In ancient times, the Valley of Death was part of a nomadic route used by the Evenk people, from Bodaibo to Annybar and on to the coast of the Laptev Sea. Right up until 1936, a merchant named Savvinov traded on the route; when he gave up the business, the inhabitants gradually abandoned those places. Finally, the aged merchant and his granddaughter Zina decided to move to Siuldiukar. Somewhere in the land between two rivers that is known as Kheldyu ("iron house" in the local language), the old man led her to a small, slightly flattened reddish arch where, beyond a spiral passageway, there turned out to be a number of metal chambers in which they then spent the night. Zina’s grandfather told her that even in the harshest frosts it was warm as summer in the chambers.
“We didn’t come across shafts going down into the ground with chambers. But I did note that the vegetation around the ‘cauldrons’ is anomalous — totally different from what’s growing around.
It’s more opulent: large-leaved burdock, very long withes, strange grass, one and a half or two times the height of a man. In one of the ‘cauldrons’ the whole group of us (6 people) spent the night. We didn’t sense anything bad and calmly left without any sort of unpleasant occurrences.
Nobody fell seriously ill afterwards. Except that three moths later one of my friends lost all his hair.
And on the left side of my head (the side I slept on) three small sore spots the size of match-heads appeared. I’ve tried to get rid of them all my life, but their still with me today.
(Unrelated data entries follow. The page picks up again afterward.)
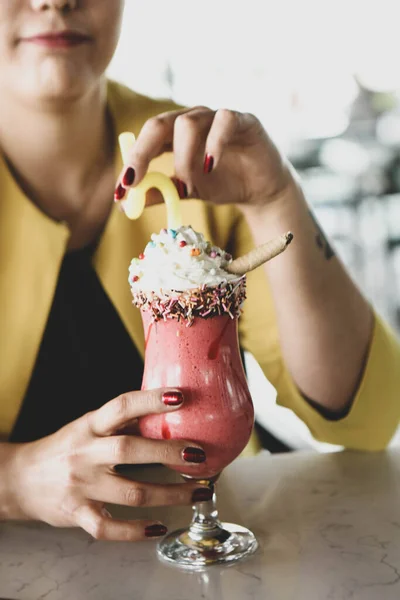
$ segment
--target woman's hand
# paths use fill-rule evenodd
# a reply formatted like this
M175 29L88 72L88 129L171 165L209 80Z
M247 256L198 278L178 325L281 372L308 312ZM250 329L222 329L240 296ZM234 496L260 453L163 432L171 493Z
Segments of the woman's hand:
M211 490L198 484L139 483L114 469L117 464L187 464L190 448L198 445L124 435L138 417L177 410L182 402L176 390L129 392L47 438L22 444L13 465L16 516L56 527L79 526L96 539L138 541L163 535L166 528L154 521L111 518L104 503L185 505L205 500L204 494L210 499ZM204 461L204 453L198 454ZM194 494L197 489L201 492Z
M293 181L255 116L198 106L146 121L118 180L116 200L141 181L153 158L170 151L181 198L263 206Z

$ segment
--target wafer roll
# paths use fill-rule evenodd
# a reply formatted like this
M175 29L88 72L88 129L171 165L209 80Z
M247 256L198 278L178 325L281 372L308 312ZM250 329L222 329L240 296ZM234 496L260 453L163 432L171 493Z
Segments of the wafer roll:
M253 271L260 265L264 264L281 254L286 248L289 246L290 242L293 239L293 233L290 231L283 235L280 235L273 240L270 240L266 244L262 246L258 246L258 248L254 248L248 254L244 256L240 256L239 258L235 258L227 267L225 267L228 273L232 273L233 275L245 275L249 271Z

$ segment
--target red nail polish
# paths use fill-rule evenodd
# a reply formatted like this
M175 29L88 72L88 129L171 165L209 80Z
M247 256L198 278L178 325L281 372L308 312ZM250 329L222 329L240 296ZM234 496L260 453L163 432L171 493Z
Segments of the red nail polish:
M161 537L162 535L165 535L167 531L168 529L165 527L165 525L149 525L145 528L144 535L146 537Z
M176 189L178 190L179 198L181 198L182 200L184 198L187 198L188 190L187 190L186 183L184 181L182 181L181 179L178 179L177 177L173 178L173 182L175 184Z
M202 463L206 460L206 453L201 448L185 448L182 452L185 462Z
M214 157L211 156L211 154L206 154L206 157L204 159L204 166L203 166L204 173L211 173L211 171L213 170L213 166L214 166Z
M210 488L198 488L194 490L192 502L209 502L213 497L213 491Z
M167 406L179 406L183 402L182 392L164 392L162 401Z
M117 189L114 192L114 200L122 200L122 198L125 196L126 193L126 189L124 187L122 187L121 184L119 184L119 186L117 187Z
M133 167L128 167L124 173L122 178L122 183L124 185L130 186L135 181L135 169Z

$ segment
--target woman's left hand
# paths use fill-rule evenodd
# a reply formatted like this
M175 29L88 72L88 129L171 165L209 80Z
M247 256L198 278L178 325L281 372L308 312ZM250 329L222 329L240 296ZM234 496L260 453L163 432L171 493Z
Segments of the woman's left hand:
M153 158L171 151L182 198L264 206L292 181L288 164L254 115L197 106L146 121L122 170L116 199L141 181Z

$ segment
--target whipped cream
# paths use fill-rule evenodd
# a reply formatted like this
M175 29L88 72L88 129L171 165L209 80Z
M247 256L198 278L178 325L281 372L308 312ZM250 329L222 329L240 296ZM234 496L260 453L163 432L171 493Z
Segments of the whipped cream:
M129 285L133 294L214 287L237 279L225 270L231 261L230 254L212 246L190 225L162 229L132 260Z

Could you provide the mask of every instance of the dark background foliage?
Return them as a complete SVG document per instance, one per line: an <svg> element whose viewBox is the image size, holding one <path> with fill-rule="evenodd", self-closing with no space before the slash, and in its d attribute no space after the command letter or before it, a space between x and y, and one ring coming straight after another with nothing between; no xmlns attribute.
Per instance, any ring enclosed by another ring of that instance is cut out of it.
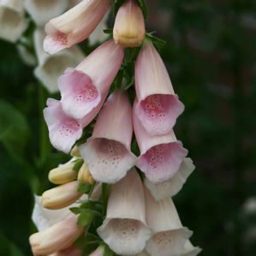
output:
<svg viewBox="0 0 256 256"><path fill-rule="evenodd" d="M175 197L201 255L255 256L256 2L148 1L149 30L186 105L175 128L197 167ZM33 192L67 157L52 150L42 108L47 92L15 45L0 41L0 255L31 255ZM254 229L254 233L253 233Z"/></svg>

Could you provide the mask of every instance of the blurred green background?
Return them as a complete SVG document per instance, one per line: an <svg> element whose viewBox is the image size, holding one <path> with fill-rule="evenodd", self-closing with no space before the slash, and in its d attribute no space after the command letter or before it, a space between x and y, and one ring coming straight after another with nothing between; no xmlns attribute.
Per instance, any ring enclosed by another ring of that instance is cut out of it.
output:
<svg viewBox="0 0 256 256"><path fill-rule="evenodd" d="M256 195L256 1L148 4L147 27L167 41L161 53L186 105L175 131L197 167L174 199L182 221L200 255L255 256L256 203L244 205ZM48 141L46 91L4 41L0 77L0 255L28 256L33 193L68 156Z"/></svg>

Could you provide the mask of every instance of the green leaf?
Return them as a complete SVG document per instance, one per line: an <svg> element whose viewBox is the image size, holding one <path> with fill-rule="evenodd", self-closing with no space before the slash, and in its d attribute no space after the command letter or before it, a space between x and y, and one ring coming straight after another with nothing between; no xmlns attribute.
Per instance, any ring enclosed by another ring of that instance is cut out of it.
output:
<svg viewBox="0 0 256 256"><path fill-rule="evenodd" d="M113 34L113 28L104 29L103 32L106 34Z"/></svg>
<svg viewBox="0 0 256 256"><path fill-rule="evenodd" d="M25 116L9 103L0 100L0 142L12 157L21 158L29 136Z"/></svg>
<svg viewBox="0 0 256 256"><path fill-rule="evenodd" d="M147 19L147 6L145 0L137 0L139 6L140 7L144 18Z"/></svg>
<svg viewBox="0 0 256 256"><path fill-rule="evenodd" d="M83 211L78 217L77 223L80 227L85 227L91 223L93 218L93 213L90 211Z"/></svg>
<svg viewBox="0 0 256 256"><path fill-rule="evenodd" d="M92 190L92 186L93 185L89 185L89 184L81 184L80 183L78 185L78 192L84 193L89 193Z"/></svg>
<svg viewBox="0 0 256 256"><path fill-rule="evenodd" d="M153 43L153 45L158 51L160 51L166 44L166 41L154 36L153 33L154 32L147 33L146 33L146 37L147 39L150 39Z"/></svg>
<svg viewBox="0 0 256 256"><path fill-rule="evenodd" d="M82 158L79 158L79 159L75 160L75 164L73 167L73 170L78 172L80 170L80 169L81 168L81 166L83 165L83 164L84 164L84 159L82 159Z"/></svg>

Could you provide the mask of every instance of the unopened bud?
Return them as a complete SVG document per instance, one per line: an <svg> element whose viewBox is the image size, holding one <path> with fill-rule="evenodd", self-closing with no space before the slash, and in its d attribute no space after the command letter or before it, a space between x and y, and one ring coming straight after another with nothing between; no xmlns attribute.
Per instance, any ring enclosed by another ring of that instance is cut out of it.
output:
<svg viewBox="0 0 256 256"><path fill-rule="evenodd" d="M145 38L142 11L134 0L127 0L118 9L113 30L114 40L123 47L137 47Z"/></svg>
<svg viewBox="0 0 256 256"><path fill-rule="evenodd" d="M86 163L84 163L81 168L80 169L77 180L79 183L81 184L93 185L95 183L95 180L91 175L88 170L88 166Z"/></svg>
<svg viewBox="0 0 256 256"><path fill-rule="evenodd" d="M77 178L77 172L73 170L74 161L69 161L49 172L49 181L54 184L65 184Z"/></svg>
<svg viewBox="0 0 256 256"><path fill-rule="evenodd" d="M33 255L48 255L64 250L83 233L84 228L77 225L77 216L66 218L51 228L29 237Z"/></svg>
<svg viewBox="0 0 256 256"><path fill-rule="evenodd" d="M68 206L81 197L77 189L76 181L49 189L42 194L42 205L50 210Z"/></svg>

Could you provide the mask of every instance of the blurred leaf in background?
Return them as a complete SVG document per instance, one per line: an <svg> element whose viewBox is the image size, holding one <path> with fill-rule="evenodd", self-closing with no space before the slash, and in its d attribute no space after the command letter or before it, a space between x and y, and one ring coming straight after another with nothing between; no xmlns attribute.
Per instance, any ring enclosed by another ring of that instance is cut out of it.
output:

"In 1937 I gave the stone to my grandfather, but that autumn he was arrested and taken to Magadan where he lived on without trial until 1968 and then died. Now no-one knows where my stone got to...”
In 1936, a geologist visiting the Olguidakh River (the “place with a cauldron”), found a ‘cauldron’ that was not completely submerged. A smooth hemisphere of metal 2cm thick and with razor-sharp edges, it was reddish in colour. Barely a fifth of it was above ground and the opening in its vault was accessible to a person sitting on a reindeer. The geologist sent its description to the capital city Yakutsk, but no one paid any attention.
While conducting our aerial search for the ‘cauldrons,’ we had found yet another peculiar place – a perfectly circular field of rusty brown boulders where the compass needle went wild. A magnetic mountain?
Originally posted by WhatAmI
It turns out that the death valley is the site of many of the russian nuclear bomb tests. As well, the largest ever nuke was dropped here which was the Tzar Bomba, which was a 50Megaton beast. These nukes could be the reason for people becomming ill after visiting.